Red Cloak Haunted History Tours celebrates 10 years

Who is that mysterious woman in the red cloak?

Wed, 10/19/2016 - 11:45am

    DAMARISCOTTA — If you happen to see a mysterious figure in a red cloak wandering through a cemetery in the weeks leading up to Halloween, do not be alarmed. Her name is Sally.

    Ten years ago, Sally Lobkowicz, an experienced genealogy researcher living in Damariscotta, was working part time as a substitute teacher and providing elder care when she felt compelled to take her career in another direction.  She found it by setting up walking tours that would share her love of history, but not just Maine history...haunted Maine history. She found a red cloak, a unique branding element, and launched Red Cloak Haunted History Tours in Damariscotta, taking people both native and from away on lantern-lit evening tours of historic sites and ghostly haunts.

    “It just snowballed from there,” said Lobkowicz, who now offers the evening walking tours in eight villages of Maine, including Camden and Rockland. In addition, she offers daytime tours, cemetery tours and private tours with the help of seven other red-caped tour guides she employs to be her surrogates.

    Lobkowicz began looking into local ghost stories after hearing tales from locals. “I discovered that there are quite a lot of buildings that people feel are haunted in each of these towns, and some of the stories are quite chilling,” she said. “There are also plenty of interesting historic tales to recall.”

    The tours take people through back streets and by buildings that even most locals don’t know have connections to hauntings. Take, for example, the Camden Post Office.

    “There are a couple of different stories related to the post office,” she said. “It had a couple of jail cells in the basement used as a temporary holding area. There was also one death in that building.” See Camden historian Barbara Dyer’s story about its construction 100 years ago in a Pen Bay Pilot story.

    And in Rockland, Lobkowicz knows of one house that is haunted — by a dog. “This lady shared with me that she has a ghost of a dog in her apartment,” she said. “In the night, she has felt the impression of a dog jumping up and laying down at the end of her bed. She said she discovered the woman who owned the apartment before her had a little dog and and that she and the dog passed on the same day.”
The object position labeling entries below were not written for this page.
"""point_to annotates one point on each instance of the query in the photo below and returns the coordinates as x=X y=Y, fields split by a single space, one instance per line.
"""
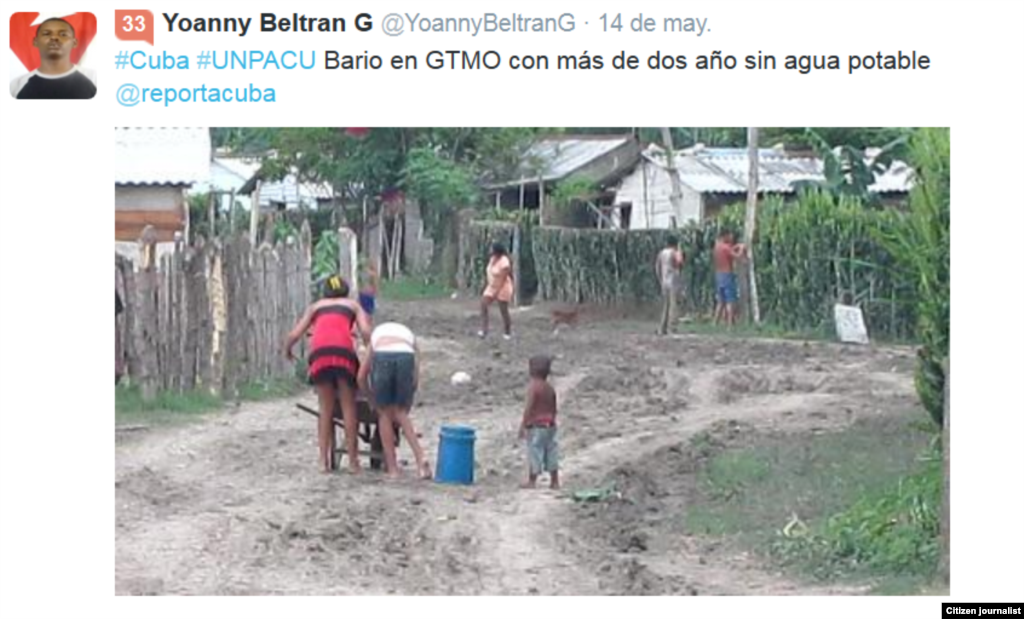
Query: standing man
x=725 y=253
x=56 y=76
x=668 y=267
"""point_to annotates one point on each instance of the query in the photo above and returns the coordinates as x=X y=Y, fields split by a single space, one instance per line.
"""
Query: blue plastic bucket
x=455 y=455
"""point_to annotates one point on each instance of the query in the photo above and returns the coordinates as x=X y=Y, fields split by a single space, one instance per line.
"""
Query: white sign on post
x=850 y=325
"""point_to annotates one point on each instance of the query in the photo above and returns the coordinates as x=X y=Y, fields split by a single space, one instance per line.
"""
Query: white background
x=56 y=444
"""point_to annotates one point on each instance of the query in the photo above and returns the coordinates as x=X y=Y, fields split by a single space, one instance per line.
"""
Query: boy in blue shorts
x=725 y=253
x=368 y=293
x=538 y=425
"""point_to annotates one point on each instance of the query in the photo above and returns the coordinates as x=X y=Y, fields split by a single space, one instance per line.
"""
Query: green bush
x=920 y=244
x=896 y=533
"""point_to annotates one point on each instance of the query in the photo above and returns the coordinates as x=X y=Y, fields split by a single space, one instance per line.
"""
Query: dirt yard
x=236 y=504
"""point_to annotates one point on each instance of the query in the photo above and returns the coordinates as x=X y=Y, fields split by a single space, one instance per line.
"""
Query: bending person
x=391 y=375
x=333 y=365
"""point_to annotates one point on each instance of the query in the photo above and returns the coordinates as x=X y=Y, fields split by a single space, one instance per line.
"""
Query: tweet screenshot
x=419 y=303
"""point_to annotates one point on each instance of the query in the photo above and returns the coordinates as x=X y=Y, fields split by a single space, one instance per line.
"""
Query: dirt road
x=236 y=505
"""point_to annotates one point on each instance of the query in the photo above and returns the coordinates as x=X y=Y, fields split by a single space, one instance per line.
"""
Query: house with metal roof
x=153 y=169
x=601 y=160
x=714 y=177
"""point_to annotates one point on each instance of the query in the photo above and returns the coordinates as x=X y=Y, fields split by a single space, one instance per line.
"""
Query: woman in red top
x=333 y=364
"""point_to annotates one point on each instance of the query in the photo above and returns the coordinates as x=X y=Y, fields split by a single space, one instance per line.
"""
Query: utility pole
x=752 y=218
x=676 y=198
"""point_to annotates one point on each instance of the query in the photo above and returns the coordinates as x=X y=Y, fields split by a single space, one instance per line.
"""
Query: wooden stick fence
x=212 y=317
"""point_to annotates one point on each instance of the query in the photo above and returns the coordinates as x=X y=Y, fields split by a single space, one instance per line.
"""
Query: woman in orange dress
x=499 y=288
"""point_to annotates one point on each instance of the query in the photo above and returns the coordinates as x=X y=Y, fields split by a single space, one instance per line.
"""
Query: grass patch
x=856 y=503
x=413 y=288
x=771 y=331
x=170 y=408
x=267 y=390
x=130 y=408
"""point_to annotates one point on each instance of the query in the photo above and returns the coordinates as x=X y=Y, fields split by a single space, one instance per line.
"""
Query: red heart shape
x=23 y=32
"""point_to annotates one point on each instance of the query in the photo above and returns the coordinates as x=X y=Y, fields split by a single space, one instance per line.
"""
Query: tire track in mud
x=235 y=505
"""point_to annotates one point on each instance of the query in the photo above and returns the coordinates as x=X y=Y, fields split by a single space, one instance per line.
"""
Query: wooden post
x=218 y=312
x=145 y=325
x=213 y=212
x=230 y=215
x=254 y=218
x=541 y=201
x=944 y=514
x=348 y=258
x=646 y=203
x=751 y=221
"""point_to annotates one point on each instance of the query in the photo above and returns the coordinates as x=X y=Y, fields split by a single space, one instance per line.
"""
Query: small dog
x=564 y=317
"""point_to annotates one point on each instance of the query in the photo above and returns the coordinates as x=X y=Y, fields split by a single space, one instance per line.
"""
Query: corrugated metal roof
x=555 y=158
x=290 y=193
x=161 y=155
x=899 y=177
x=726 y=170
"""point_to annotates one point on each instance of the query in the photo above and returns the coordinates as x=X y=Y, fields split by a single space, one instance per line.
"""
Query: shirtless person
x=668 y=266
x=538 y=425
x=725 y=253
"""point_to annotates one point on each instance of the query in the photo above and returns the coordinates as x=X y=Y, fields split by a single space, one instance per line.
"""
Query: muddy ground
x=235 y=504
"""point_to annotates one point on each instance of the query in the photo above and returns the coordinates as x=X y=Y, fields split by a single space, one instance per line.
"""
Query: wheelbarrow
x=368 y=431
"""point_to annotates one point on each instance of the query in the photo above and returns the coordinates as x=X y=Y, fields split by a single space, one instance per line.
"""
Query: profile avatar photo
x=48 y=54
    Unlike other pararnormal investigators who can “sense” a ghostly presence without equipment, Lobkowicz is forthright that her main focus is on the haunted history of a place.
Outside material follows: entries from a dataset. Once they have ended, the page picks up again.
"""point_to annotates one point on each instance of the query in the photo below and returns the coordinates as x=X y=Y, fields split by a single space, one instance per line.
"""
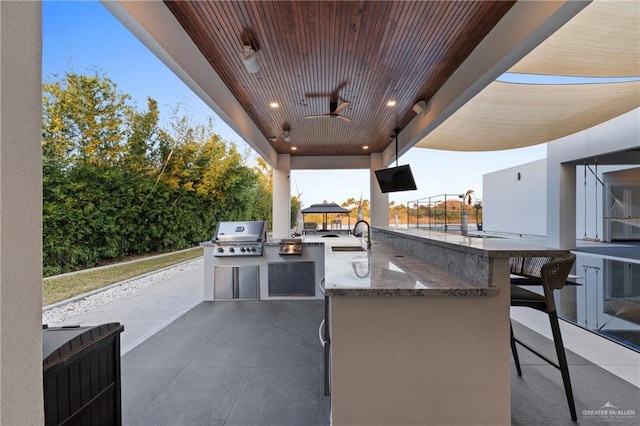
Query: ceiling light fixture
x=421 y=107
x=250 y=60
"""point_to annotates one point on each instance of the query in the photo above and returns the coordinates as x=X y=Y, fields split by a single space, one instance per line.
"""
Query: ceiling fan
x=334 y=111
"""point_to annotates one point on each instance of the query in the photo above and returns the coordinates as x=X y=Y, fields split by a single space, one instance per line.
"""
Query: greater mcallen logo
x=609 y=412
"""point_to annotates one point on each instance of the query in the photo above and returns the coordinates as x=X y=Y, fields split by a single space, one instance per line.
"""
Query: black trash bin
x=81 y=375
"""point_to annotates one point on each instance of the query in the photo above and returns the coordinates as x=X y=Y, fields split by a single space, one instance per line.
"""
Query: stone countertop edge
x=267 y=244
x=420 y=292
x=393 y=272
x=492 y=248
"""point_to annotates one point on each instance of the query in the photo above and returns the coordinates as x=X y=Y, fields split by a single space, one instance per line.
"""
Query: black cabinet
x=292 y=279
x=81 y=375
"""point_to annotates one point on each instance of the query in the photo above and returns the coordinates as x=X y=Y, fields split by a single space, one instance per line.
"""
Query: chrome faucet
x=355 y=227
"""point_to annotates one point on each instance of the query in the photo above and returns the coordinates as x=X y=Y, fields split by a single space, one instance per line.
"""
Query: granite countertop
x=477 y=244
x=386 y=271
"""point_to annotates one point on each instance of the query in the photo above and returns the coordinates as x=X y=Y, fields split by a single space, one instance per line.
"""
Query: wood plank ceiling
x=364 y=52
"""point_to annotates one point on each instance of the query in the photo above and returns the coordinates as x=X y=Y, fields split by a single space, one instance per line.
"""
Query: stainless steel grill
x=239 y=238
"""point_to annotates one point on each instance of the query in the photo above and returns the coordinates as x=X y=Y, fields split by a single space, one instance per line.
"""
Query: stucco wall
x=21 y=400
x=516 y=206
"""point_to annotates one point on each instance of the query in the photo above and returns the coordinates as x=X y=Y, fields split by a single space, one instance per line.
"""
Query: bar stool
x=551 y=274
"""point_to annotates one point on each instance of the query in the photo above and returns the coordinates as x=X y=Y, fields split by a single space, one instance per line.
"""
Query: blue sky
x=83 y=37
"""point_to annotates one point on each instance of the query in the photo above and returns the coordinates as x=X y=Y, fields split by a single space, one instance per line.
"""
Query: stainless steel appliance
x=233 y=277
x=290 y=246
x=239 y=238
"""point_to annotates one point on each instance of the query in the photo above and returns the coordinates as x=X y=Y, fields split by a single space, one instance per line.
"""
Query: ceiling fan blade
x=342 y=106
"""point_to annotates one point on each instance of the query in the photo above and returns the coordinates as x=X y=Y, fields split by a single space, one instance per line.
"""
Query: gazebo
x=324 y=209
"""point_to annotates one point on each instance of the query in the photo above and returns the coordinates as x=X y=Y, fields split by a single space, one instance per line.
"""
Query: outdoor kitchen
x=241 y=264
    “I have very little sensitivity to the spirits around us,” she said. “I’m more researched based, but my husband, Greg [Latimer], does have a little more sensitivity than I do. We tend to rely on instruments that are more scientific.” However, she added, her tour guests have been known to see or “pick up” on spirits that she can’t.

    She and her husband have co-written two books on ghostly presences in Damariscotta and Boothbay and continue to work together on paranormal investigations. After the season wraps up at the end of the month, she and Latimer will travel down to the Caribbean to research a number of haunted areas there. What they discover will likely end up in another book or another tour.

    Having lived in Maine for just short of 40 years she is very knowledgeable about Maine in general as well as specific areas. The one night she hangs her “off duty” sign is on Halloween.

    “There’s a lot going on that night and we’re wrapping up our busy season at that time. This year, we’re actually volunteering at two different haunted houses on Halloween night.”